Его пальцы разжались. Он отдернул руку от полированной деревянной рукоятки. Снова повернул голову, в отчаянии посмотрел на сверкающую множеством искр реку.
Ему показалось в это время, что в сознании его произошло некое раздвоение, будто кто-то из глубины его существа заговорил с ним. Потом ему даже показалось, что он слышит какой-то голос, но только исходящий не извне, а из его души. Впрочем, он когда-то слышал, что с тяжелобольными и умирающими такое случается…
Этот внутренний голос говорил сначала тихо и невнятно, потом вдруг стал слышнее и зазвучал повелительно.
- Ты не должен слабеть! - твердил голос. - Слышишь, ты не должен слабеть, или ты умрешь. А умирать тебе нельзя.
- Я и сам не хочу! - прошептал он, будто поверив, что кто-то с ним разговаривает. - Но как быть? Кажется, все кончено…
- Нет, тебе нельзя умирать! - упрямо повторил голос. - Ты же хочешь стать архитектором. А разве ты станешь им, если сейчас умрешь? Ты тогда никем уже не станешь, неужели это тебе не ясно?
- Послушай, - раненый закрыл глаза, думая, что тогда и увидит незримого собеседника, но перед его закрытыми глазами плясали только разноцветные пятна. - Послушай… Может, ты сам дьявол? К чему ты меня искушаешь?.. Спаси меня, если это в твоей власти! А самому мне не спастись!
Голос вроде бы умолк, вроде бы все кончилось.
Сознание раненого тут же заволокло туманом. Он уже не различал ничего вокруг, но увидел совсем иную картину. Перед ним снова оказалась река, но такая широкая и могучая, какой он никогда прежде не видел. Серебряно-холодная, ровная, как морской залив в тихую погоду, она лилась, переливалась, текла, еще первобытная, дикая, но прекрасная.

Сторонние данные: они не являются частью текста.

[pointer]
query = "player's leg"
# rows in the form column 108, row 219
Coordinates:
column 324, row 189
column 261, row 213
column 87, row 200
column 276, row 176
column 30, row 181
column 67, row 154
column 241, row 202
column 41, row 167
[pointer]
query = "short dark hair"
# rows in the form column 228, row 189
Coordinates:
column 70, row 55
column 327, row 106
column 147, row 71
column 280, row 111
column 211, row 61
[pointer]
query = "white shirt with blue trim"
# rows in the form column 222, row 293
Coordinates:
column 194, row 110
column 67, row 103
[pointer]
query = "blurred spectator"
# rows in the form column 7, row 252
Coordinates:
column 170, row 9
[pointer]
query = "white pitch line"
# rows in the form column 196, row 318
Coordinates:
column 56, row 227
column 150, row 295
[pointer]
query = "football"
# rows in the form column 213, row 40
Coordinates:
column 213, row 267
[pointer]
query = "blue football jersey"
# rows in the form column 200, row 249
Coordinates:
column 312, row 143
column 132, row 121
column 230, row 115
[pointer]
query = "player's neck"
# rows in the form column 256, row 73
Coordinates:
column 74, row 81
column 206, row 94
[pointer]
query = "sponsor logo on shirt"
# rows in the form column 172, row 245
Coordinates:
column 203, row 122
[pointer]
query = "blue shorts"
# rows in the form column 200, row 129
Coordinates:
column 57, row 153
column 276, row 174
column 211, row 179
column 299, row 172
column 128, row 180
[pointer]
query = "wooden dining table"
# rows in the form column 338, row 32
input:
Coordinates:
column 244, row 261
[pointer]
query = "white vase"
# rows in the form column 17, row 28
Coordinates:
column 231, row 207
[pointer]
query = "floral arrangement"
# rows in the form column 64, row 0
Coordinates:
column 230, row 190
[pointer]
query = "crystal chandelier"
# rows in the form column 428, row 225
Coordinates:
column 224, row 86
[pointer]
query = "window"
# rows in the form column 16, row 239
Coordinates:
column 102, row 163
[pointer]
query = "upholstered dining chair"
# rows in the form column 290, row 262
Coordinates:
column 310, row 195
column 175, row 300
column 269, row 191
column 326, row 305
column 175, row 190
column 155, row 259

Огюст увидел всадника, резко и круто осадившего коня прямо на берегу. Конь высоко занес передние копыта, а всадник, запрокинув гордую голову, обвитую лавровым венком победителя, бесстрашно вперил взгляд во что-то далекое. Правая его рука простерлась к этому далекому, направляя туда бег коня, но левая рука еще покоилась на поводьях, медля давать коню посыл.